Однажды я смотрел там неплохую картину и слышал негодование по поводу всех кадров, которые были не открыто сюжетными.

Говорили даже, что фильм растягивают ради заработка, так как артистам и режиссерам платят, как поэтам, за строчку.

Ругались как раз во время тех кадров, когда следовало бы полностью ощутить то, что произошло в предыдущих.

Признавался только сюжет, все остальное не признавалось.

Конечно, есть очень много и таких картин, которые следовало бы сократить, но на этот раз была не такая. Дело было не только в одном сюжете, а и в том, как этот сюжет излагался.

Я участвовал в съемках трех картин, и мне, к стыду моему, тоже раньше казалось, что надо гнать и гнать сюжет. Сюжетный кадр к сюжетному кадру, как к кирпичу кирпич. И — ничего лишнего. Хорошую картину, вероятно, можно сделать и таким способом. Но я слишком поздно понял, что и не только таким.

Теперь мне уже не удастся снять заново, например, фильм «Двое в степи». Сколько я там упустил возможностей!

Я гнал и гнал вместо того, чтобы думать, чувствовать и давать думать и чувствовать другим.

Сколько могло войти в этот фильм добавочных мыслей и чувств, и главная тема могла бы так напитаться всевозможными соками...

Но я не снял как следует даже степь, потому что торопился.

Я, видимо, не понимал, что глаз и ухо способны превращать в мысль не только главные, но и служебные кадры.

Конечно, я знаю много картин, где сложный поэтический способ съемки грубо эксплуатируется, но что же из этого?..

А в театре с некоторых пор я, кажется, ощутил, что такое разреженный воздух.

И все-таки каждый раз тороплюсь, загоняю и делаю какой-то концентрат.

Не хватает мужества быть не моторным.

В «Судебной хронике», например, быстро вошел суд, быстро объявили, кого будут допрашивать, слишком быстро, хотя в общем и правдиво, стали пререкаться судьи и подсудимый. Быстро, плотно, еще быстрее, чтобы не вошло ничего лишнего, только то, что нужно по существу.

Правда, мы решили после одного допроса прервать действие и показать, как в суде пьют чай. Не уверен, что именно это было необходимо, но я чувствовал, что надо как-то ослабить, остановить мотор.


Но и этот чай тоже, в общем, сделали «в моторе», стесняясь и как бы извиняясь за свою неуместную выдумку.

А в другом месте пьесы Лицо от автора сообщало зрителям, что после заседания все шли в ближайший ресторан обедать и садились вместе за столик, а судья садилась отдельно, потому что, видимо, ей так полагалось.

Помню, как на меня, когда я читал пьесу, произвел впечатление этот нюанс, потому что я тогда ясно представил себе это вынужденное служебное одиночество.

Но в момент сценического перехода от «заседания» к «ресторану» я тоже так стыдливо спешил, что, конечно, ничего не успел выразить.

Но не только от сцены к сцене, а и в рамках одного диалога можно столько найти воздушных прокладок!
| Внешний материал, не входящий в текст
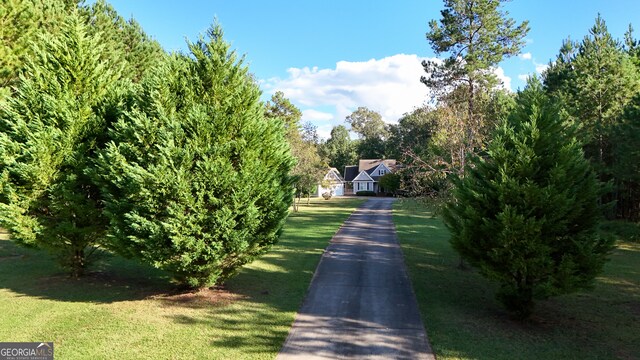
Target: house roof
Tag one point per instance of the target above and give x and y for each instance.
(363, 176)
(336, 174)
(368, 164)
(373, 171)
(350, 172)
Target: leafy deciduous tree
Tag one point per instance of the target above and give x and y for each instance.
(526, 214)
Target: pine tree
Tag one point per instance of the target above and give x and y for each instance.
(49, 133)
(128, 44)
(526, 214)
(477, 35)
(21, 23)
(596, 80)
(626, 168)
(196, 181)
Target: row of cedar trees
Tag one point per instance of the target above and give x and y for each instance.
(107, 141)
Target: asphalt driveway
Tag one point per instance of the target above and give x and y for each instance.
(360, 303)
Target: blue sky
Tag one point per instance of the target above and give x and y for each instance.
(331, 56)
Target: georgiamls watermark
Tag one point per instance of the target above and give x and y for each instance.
(26, 351)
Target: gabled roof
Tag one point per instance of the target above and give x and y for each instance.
(335, 174)
(373, 172)
(368, 164)
(363, 176)
(350, 172)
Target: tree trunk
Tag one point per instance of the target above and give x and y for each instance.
(77, 263)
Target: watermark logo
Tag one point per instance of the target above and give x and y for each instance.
(26, 351)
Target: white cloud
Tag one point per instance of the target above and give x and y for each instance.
(390, 86)
(315, 115)
(525, 56)
(506, 81)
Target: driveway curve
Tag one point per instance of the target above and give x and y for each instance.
(360, 303)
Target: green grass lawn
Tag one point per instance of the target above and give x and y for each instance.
(463, 321)
(123, 310)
Не обязательно бытовых, даже именно не бытовых, а поэтических. Воздушных прокладок, удивительных и причудливых.

Но, конечно, их надо искать, а чтобы начать эти поиски, видимо, прежде всего нужно приучить себя к простой мысли, что это важно.
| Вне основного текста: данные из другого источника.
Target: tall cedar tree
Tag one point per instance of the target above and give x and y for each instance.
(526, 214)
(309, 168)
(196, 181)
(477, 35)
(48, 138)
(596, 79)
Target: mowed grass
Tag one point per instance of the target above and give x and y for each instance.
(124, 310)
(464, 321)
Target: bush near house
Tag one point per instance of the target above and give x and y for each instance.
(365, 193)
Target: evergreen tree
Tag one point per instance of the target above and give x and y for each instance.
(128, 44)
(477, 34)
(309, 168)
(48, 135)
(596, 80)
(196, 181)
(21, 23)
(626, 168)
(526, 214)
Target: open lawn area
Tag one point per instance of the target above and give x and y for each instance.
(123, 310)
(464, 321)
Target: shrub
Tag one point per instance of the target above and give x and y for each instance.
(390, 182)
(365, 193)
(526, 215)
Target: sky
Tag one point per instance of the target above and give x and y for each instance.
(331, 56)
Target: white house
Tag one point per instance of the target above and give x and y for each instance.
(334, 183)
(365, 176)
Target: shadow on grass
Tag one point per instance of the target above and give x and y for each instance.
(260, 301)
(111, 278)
Действие одного спектакля, который я видел, начиналось с операции. Кто-то ранен, кажется, в ногу, и в условиях, непригодных к операции, ему должны ее все-таки сделать.
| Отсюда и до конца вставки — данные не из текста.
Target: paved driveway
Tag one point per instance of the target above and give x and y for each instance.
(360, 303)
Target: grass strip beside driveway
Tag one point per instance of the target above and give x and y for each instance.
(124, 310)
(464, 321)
Но спектакль начинался с того, что комната была темна, видимо, все еще спали. Затем появлялась заспанная женщина, она причесывалась и зажигала свет. Потом уходила. Опять было пусто.

Потом она входила вновь и клала на стол клеенку. Потом еще кто-то вносил табуретку, на которой стоял таз. Затем трое, четверо или даже пятеро людей все время вносили что-то и уходили. Так продолжалось довольно долго. Они подготовляли все, что нужно для операции.

Наконец внесли больного и положили на стол.

И тогда кто-то с большим шумом бросил металлические инструменты в таз, где, видимо, был спирт, потому что в следующий момент зажгли спичку, и из таза вырвалось сильное пламя.

Это как бы завершило долгую увертюру перед спектаклем, за время которой все притихли, сосредоточились и заинтересовались.

Это было сделано замечательно.

Но, конечно, то же самое могло быть сделано и ужасно.

В другой, например, пьесе, действие начиналось с того, что мальчик, видимо после свидания, приходит под утро домой и укладывается спать. А спектакль начинался не так. Перед той комнатой, куда парень должен был вернуться, висел на первом плане занавес с нарисованным ночным городом. И парень с девушкой прощались, а потом занавес поднимался, и парень приходил домой.